Recuerdo con nostalgia el primer diseño de los libros de la segunda época de Alfaguara, obra de Enric Satué: papel acuarela en las portadas con solapas, lilas y grises. Después llegaron otros dueños y decidieron apostar por fotos y colores, hasta el presente. Probablemente, “se les cayeron los sesos al mismo tiempo que los dientes”, como se lee en uno de aquellos libros diseñados por Satué, “Hijos de la medianoche” de Salman Rushdie. (Por lo visto, está descatalogado en español).
Daniel Gil nos educó el gusto gráfico para siempre jamás –como diría Guillermo Brown- con las portadas de la colección Libro de Bolsillo de Alianza Editorial, nunca más pudimos volver a ser adolescentes. Cada lanzamiento, una metáfora, cada color un calambur.
Sigue habiendo editoriales cuidadosas con sus diseños, El Acantilado, por ejemplo.
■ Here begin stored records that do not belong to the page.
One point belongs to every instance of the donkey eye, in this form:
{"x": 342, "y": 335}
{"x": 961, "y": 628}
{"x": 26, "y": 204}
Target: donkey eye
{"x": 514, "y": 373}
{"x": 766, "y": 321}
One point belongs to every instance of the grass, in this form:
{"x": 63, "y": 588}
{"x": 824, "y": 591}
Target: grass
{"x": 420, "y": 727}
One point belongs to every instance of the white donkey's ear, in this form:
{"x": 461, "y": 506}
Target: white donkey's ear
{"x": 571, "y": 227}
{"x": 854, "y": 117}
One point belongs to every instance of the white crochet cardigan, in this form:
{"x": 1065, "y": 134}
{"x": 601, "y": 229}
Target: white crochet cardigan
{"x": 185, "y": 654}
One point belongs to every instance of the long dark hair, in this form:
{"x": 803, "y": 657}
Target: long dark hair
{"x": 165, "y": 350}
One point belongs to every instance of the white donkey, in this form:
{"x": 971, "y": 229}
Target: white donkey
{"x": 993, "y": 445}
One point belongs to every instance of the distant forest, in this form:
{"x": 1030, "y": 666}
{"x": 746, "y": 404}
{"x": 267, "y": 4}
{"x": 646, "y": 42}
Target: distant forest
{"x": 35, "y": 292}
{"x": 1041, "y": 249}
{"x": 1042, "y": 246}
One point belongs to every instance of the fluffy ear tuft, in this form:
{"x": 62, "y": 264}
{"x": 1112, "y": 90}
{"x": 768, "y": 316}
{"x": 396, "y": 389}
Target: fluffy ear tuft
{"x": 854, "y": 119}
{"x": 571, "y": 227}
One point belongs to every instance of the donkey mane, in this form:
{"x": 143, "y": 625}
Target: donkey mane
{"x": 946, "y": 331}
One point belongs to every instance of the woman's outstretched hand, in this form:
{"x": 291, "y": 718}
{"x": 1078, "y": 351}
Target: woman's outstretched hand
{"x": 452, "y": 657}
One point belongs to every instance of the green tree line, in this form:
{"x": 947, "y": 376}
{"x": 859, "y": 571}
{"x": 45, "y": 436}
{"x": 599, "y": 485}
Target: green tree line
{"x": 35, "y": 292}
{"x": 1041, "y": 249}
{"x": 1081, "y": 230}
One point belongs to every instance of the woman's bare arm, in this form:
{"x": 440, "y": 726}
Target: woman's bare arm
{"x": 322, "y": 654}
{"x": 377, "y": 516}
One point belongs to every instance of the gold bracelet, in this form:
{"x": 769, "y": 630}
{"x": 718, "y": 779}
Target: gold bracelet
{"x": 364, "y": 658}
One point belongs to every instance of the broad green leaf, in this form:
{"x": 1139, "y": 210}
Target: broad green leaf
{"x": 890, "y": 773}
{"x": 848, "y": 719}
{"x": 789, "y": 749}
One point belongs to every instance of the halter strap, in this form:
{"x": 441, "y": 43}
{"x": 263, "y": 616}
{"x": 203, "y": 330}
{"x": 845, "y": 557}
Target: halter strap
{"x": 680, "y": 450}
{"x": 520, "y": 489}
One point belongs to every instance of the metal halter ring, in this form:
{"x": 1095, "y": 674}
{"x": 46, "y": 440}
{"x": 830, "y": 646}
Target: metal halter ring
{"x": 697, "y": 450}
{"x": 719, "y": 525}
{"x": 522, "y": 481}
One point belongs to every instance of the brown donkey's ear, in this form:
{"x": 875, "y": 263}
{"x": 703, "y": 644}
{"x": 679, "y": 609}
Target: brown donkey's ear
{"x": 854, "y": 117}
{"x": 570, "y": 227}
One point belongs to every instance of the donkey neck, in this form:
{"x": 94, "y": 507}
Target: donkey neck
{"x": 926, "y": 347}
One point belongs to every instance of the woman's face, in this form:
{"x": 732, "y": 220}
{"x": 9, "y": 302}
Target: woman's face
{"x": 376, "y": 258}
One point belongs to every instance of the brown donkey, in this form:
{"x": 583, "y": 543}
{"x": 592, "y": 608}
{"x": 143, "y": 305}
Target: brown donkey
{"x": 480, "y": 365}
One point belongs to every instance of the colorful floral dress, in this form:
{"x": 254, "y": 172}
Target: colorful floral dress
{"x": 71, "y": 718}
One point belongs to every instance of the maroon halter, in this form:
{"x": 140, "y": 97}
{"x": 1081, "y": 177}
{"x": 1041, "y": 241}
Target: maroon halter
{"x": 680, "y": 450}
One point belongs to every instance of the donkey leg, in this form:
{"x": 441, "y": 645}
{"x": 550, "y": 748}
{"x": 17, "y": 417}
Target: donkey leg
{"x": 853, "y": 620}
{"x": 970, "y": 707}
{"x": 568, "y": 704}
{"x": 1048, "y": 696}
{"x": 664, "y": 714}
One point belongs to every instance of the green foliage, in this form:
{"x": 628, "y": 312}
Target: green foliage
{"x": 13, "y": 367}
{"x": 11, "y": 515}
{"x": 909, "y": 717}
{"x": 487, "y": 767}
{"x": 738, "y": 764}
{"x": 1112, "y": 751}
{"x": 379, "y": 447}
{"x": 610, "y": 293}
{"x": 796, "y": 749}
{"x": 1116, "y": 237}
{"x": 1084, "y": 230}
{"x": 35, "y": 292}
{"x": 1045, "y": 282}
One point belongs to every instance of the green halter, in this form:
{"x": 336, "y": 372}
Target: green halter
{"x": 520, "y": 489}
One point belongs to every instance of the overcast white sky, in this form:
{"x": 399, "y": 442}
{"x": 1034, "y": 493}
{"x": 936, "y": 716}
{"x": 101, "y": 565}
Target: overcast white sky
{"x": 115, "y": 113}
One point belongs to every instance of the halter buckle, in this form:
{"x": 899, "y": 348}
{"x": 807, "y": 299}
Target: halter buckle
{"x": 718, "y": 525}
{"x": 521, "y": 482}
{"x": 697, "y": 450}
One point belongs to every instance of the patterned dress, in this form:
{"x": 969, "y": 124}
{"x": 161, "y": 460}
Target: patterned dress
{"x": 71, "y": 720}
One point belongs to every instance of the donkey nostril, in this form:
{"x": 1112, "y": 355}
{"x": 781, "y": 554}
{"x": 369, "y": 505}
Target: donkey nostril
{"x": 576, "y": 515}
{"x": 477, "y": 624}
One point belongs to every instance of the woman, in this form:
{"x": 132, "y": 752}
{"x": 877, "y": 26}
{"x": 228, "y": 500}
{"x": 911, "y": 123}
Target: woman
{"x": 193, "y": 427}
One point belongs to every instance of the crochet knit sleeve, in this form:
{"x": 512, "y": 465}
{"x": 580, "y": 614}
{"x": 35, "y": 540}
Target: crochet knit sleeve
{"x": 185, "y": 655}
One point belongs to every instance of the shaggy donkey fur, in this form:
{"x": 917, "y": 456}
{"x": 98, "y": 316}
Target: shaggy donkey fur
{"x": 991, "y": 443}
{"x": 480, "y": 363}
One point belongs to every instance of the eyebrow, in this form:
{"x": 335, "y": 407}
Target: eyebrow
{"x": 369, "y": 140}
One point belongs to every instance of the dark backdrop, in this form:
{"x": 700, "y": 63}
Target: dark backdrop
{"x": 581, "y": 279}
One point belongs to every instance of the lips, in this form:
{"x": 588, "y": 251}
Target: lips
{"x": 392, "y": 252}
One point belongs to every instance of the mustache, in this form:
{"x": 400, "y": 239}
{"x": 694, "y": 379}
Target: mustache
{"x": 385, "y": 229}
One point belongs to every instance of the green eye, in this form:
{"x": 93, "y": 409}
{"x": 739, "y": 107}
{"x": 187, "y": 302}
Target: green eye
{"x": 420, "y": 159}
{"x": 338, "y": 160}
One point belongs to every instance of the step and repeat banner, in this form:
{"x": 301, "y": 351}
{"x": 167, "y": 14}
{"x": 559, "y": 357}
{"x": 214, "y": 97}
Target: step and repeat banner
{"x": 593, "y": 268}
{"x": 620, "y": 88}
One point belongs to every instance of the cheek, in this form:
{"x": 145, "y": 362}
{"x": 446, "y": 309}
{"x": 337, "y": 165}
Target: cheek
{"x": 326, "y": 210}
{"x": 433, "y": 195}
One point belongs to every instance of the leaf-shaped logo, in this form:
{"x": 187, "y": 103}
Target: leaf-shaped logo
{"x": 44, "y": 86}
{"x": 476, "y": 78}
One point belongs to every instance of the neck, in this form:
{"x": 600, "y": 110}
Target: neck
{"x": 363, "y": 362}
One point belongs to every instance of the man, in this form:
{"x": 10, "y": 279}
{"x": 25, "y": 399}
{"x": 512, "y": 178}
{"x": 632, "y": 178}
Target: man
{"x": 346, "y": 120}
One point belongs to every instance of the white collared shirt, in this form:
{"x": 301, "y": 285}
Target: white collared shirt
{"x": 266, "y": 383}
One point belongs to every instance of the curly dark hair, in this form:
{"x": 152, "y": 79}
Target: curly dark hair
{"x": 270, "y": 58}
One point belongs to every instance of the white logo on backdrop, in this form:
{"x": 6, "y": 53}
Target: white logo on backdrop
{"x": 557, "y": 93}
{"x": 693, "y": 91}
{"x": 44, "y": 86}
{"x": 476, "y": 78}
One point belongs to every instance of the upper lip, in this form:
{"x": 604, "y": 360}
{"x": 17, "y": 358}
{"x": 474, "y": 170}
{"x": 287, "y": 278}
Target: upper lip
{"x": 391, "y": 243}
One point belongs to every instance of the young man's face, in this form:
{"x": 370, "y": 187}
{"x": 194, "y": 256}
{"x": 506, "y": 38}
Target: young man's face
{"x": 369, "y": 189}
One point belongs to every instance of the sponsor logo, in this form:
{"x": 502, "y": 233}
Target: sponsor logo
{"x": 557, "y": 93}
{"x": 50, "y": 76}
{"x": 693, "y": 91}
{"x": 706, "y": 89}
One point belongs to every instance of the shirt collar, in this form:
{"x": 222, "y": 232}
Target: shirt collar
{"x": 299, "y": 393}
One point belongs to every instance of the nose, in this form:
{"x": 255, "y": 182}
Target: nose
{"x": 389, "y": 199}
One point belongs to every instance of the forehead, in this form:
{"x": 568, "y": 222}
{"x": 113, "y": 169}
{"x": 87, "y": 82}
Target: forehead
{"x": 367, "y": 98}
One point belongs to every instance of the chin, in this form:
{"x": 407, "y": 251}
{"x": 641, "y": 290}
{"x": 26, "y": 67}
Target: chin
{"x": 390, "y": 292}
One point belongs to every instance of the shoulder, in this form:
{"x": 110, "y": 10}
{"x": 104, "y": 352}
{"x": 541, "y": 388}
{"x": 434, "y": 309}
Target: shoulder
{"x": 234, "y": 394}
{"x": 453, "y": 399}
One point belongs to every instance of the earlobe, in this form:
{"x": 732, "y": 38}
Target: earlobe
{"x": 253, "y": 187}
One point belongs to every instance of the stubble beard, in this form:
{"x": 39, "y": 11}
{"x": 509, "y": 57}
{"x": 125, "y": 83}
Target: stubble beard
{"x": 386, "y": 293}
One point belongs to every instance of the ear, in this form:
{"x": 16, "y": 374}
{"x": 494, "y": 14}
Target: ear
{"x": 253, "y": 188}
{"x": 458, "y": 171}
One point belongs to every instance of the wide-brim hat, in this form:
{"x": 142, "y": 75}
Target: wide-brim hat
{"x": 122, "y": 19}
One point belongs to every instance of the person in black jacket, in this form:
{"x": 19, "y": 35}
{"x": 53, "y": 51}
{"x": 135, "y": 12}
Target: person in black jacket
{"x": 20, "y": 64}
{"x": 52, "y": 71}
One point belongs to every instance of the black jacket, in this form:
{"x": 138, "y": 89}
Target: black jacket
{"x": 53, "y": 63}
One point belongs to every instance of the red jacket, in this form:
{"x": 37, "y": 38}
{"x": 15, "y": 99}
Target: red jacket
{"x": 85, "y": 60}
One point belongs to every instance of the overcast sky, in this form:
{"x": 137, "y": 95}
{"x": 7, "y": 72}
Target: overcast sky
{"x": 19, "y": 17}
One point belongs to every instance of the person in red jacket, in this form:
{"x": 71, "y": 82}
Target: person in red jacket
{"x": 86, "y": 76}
Sin embargo, siempre me ha llamado la atención el rostro bello de los libros de la editorial Siruela, desde su nacimiento y con independencia de sus propietarios. Tras ellos ha estado, está, una mujer, Gloria Gauger, capaz de combinar sobriedad y elegancia, creando un conjunto que da gusto poseer.
Los libros son la única propiedad privada que se podría permitir en un régimen colectivizado. Que nadie se asuste, de Proudhon no se acuerdan ni los más viejos.